Les choses ont changé depuis, d’autant que Zoran Music est actuellement oublié dans les institutions et que la plupart des galeries qui le soutenaient ont fermé ou changé de direction. J’espère que nous pourrons contribuer à mieux faire connaître, comprendre et aimer cette œuvre essentielle du XXe siècle. S’y préparer n’a pas été facile. L’artiste mort, son épouse, Ida, également, sans héritiers, il a fallu du temps pour commencer à rassembler des peintures et dessins qui correspondent à nos critères de choix, d’autant que s’est créé autour de son œuvre un assez surprenant entre-soi . Nous avons avancé, grâce, notamment, à deux grandes collections italienne et française.

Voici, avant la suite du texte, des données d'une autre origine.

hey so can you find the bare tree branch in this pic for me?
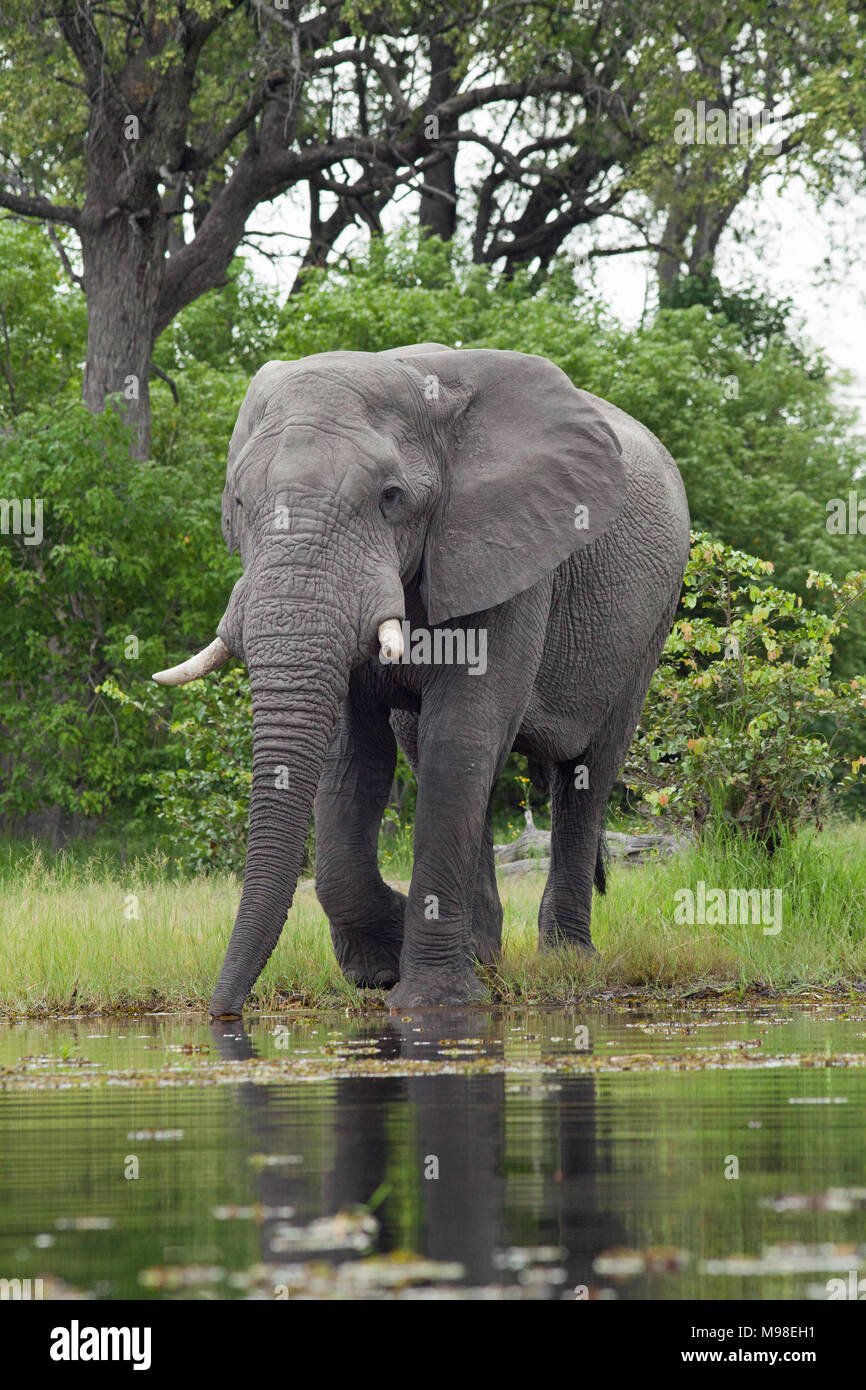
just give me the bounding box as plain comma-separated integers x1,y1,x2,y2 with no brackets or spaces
0,184,81,227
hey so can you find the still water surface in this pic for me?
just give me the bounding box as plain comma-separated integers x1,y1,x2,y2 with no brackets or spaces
1,1003,865,1300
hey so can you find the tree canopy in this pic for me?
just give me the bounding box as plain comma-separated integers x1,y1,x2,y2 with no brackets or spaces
3,2,866,448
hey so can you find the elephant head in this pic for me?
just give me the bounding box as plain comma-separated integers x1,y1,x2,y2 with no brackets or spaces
153,345,626,1017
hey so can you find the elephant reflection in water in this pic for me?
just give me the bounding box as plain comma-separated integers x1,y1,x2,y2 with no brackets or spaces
210,1015,621,1294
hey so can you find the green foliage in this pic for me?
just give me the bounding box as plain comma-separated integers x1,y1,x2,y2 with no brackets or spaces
0,223,86,422
0,397,238,818
280,230,512,354
657,273,817,366
101,669,252,874
154,260,281,377
4,222,866,843
624,535,866,843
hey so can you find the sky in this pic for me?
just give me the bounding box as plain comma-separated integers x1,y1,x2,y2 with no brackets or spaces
593,174,866,422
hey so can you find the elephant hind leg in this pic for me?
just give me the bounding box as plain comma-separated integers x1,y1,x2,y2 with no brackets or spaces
471,798,503,965
539,613,675,950
315,695,405,989
537,756,600,950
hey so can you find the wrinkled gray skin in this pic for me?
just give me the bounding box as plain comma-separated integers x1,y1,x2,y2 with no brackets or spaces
198,344,689,1017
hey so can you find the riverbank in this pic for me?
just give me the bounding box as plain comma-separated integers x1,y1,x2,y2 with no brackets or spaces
2,824,864,1017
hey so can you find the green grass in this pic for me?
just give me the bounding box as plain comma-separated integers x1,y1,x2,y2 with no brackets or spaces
1,823,865,1016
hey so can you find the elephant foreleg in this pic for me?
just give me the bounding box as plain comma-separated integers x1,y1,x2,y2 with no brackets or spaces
314,688,406,989
391,709,502,966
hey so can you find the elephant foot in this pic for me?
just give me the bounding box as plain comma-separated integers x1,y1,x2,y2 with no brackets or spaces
386,967,485,1009
471,930,502,967
340,954,401,990
330,888,406,990
333,929,403,990
539,931,599,957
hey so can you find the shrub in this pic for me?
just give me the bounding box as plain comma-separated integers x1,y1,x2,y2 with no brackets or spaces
623,534,866,843
0,398,238,820
101,670,251,874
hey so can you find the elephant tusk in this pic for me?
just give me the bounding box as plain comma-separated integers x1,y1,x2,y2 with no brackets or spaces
378,619,404,663
152,636,232,686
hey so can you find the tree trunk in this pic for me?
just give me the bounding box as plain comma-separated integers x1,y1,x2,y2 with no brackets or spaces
418,40,458,241
80,205,166,460
656,198,691,305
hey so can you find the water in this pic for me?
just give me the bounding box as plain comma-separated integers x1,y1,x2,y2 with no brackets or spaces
1,1003,865,1300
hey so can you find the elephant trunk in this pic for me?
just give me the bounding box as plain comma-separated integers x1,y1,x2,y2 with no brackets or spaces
207,606,354,1019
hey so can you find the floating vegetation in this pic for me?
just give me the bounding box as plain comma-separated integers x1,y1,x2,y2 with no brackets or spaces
2,1037,866,1091
127,1129,184,1141
140,1264,225,1290
55,1217,114,1232
225,1252,569,1300
13,1275,98,1300
702,1243,866,1277
248,1154,303,1170
213,1204,295,1222
266,1211,379,1255
788,1095,848,1104
593,1247,690,1279
760,1190,866,1214
492,1246,567,1270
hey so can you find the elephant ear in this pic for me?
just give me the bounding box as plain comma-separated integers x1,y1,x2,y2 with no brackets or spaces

Hormis quelques gravures (Zoran a commencé cette série en se confrontant à cette technique) et un dessin à lecture plus lente, nous avons fait le choix de ne pas nous focaliser sur sa série la plus emblématique du XXe siècle, et la plus connue, Nous ne sommes pas les derniers. Par pudeur ou pour manque de recul. Sur ce thème, j’ai préféré l’analyse des œuvres à double lecture, en particulier les Motifs végétaux.

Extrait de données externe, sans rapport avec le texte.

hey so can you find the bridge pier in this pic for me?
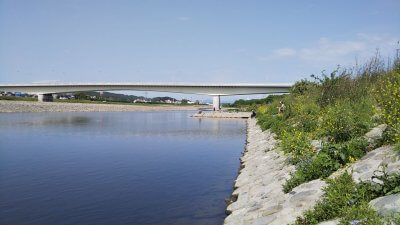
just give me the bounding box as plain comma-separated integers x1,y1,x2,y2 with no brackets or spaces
38,94,53,102
212,95,220,111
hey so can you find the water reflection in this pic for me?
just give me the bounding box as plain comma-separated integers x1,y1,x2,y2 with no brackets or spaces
16,116,92,126
0,112,245,138
0,111,246,225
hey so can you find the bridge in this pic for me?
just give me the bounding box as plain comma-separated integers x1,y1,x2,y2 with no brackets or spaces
0,83,292,110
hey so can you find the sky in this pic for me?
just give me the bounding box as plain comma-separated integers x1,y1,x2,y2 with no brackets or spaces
0,0,399,102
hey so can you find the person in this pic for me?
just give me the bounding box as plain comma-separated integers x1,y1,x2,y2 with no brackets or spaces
251,111,256,118
277,101,286,114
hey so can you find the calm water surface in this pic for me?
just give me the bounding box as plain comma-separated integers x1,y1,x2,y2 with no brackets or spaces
0,111,246,225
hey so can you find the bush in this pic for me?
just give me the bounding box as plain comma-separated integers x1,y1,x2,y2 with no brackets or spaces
256,96,295,136
287,96,320,133
383,213,400,225
229,95,285,111
373,67,400,144
283,138,368,192
339,202,382,225
294,172,379,224
322,138,369,165
295,167,400,224
280,130,315,165
364,164,400,197
291,79,318,96
283,153,340,193
311,69,355,106
257,110,290,136
295,172,360,224
321,99,373,143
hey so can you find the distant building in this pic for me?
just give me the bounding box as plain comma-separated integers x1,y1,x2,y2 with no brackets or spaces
133,99,150,103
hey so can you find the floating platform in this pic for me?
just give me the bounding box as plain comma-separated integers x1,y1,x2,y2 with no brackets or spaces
192,111,252,118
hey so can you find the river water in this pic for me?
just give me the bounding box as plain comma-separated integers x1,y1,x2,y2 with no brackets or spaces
0,111,246,225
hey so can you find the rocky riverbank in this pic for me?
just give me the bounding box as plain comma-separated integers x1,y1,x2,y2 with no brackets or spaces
224,118,400,225
0,100,204,113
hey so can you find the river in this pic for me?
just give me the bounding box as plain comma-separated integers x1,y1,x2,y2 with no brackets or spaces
0,111,246,225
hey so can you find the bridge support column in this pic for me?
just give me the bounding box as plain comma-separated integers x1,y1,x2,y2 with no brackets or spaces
212,95,220,111
38,94,53,102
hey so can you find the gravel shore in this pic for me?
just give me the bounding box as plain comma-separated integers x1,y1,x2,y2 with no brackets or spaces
0,100,206,113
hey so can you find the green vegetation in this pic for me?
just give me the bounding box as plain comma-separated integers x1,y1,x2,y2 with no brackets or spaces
294,166,400,224
373,65,400,145
0,96,36,101
235,53,400,223
248,54,400,193
1,91,203,106
227,95,284,111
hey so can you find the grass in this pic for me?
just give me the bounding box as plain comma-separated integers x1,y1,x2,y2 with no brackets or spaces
294,166,400,224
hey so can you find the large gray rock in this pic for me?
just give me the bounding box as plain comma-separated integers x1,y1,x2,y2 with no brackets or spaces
311,140,323,152
365,124,387,148
369,194,400,216
318,220,339,225
329,145,400,182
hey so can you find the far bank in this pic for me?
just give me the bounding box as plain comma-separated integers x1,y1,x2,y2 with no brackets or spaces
0,100,208,113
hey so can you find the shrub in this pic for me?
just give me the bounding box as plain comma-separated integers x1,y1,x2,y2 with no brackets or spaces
294,172,380,224
322,137,368,165
280,130,315,165
373,68,400,144
283,138,368,192
283,153,340,193
257,111,290,136
339,202,382,225
229,94,285,111
256,96,295,136
321,99,373,143
295,167,400,224
363,164,400,197
295,172,360,224
257,94,321,137
311,69,355,106
291,79,318,96
383,213,400,225
288,96,320,133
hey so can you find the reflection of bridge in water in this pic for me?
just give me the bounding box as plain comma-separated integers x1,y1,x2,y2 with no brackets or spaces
0,83,292,110
1,112,246,138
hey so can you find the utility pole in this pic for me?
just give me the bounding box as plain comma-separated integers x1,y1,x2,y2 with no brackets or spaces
396,40,400,59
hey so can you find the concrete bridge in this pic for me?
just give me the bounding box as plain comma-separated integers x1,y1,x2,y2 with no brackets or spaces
0,83,292,110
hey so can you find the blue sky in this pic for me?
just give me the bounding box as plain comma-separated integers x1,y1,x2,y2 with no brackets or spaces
0,0,399,101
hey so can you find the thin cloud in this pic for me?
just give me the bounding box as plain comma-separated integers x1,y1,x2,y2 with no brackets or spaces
258,48,296,61
177,16,191,21
272,48,297,57
264,33,399,65
299,37,366,62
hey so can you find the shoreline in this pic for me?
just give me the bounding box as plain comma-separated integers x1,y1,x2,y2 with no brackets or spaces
224,118,325,224
0,100,207,113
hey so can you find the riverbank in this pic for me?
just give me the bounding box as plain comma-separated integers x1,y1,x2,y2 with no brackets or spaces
224,118,400,225
0,100,206,113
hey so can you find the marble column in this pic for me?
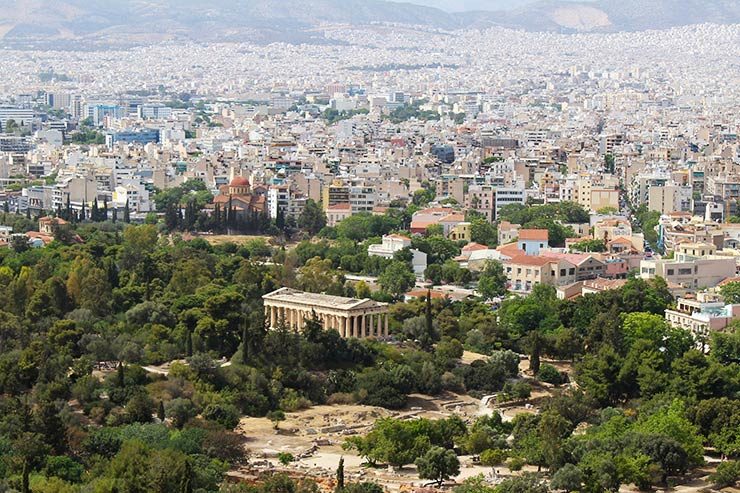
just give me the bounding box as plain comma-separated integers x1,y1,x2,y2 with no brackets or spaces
342,316,348,338
384,314,389,338
376,313,382,337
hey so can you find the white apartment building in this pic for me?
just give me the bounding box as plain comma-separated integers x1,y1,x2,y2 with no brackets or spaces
368,234,427,278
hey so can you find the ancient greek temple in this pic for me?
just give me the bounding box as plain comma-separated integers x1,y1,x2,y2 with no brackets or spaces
262,287,390,339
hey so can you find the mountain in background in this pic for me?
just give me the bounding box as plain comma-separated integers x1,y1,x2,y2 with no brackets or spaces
466,0,740,32
0,0,738,47
403,0,541,12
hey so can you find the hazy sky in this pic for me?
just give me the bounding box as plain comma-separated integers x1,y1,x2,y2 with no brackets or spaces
404,0,537,11
404,0,594,12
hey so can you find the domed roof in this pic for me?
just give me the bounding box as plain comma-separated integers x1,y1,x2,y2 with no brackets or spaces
230,176,249,187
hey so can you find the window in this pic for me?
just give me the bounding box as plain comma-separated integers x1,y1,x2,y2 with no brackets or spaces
678,268,692,275
526,269,531,275
569,268,575,275
560,269,566,276
667,269,674,275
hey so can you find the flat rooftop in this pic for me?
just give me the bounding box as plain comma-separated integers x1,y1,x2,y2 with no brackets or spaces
263,287,386,310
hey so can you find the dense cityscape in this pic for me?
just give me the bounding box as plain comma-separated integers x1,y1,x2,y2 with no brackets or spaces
0,3,739,493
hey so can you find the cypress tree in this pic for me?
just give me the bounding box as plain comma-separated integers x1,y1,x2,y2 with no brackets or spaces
21,460,29,493
157,400,166,421
123,199,131,223
186,330,193,357
117,362,125,388
180,459,193,493
336,457,345,492
103,199,108,221
112,207,118,223
425,289,433,347
240,316,249,365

À condition, bien sûr, de choisir attentivement, toutes les périodes de Music sont intéressantes, de l’après-guerre aux derniers autoportraits. Son besoin vital de beauté et de poésie auquel répondent les paysages dalmates, les chevaux qui passent, les cathédrales, les façades et le port de Venise, les portraits d’Ida donnent de la profondeur et du sens à l’existence, même dans les périodes les plus menaçantes de l’histoire et de la vie.
L.B. Y a-t-il une synergie entre Zoran Music et les autres artistes de la galerie ?
A.M. Oui, et pas seulement parce qu’ils me touchent tous profondément. Nous avons commencé, avant cette première exposition individuelle, par montrer sa résonance avec Fred Deux, en 2022. Nous l’avons aussi rapproché de Dado et Godeg dans notre dernier accrochage. Et j’ai été agréablement surpris, la première fois que je suis allé chez Hélion, de reconnaître un Paysage Rocheux accroché au dessus de son lit.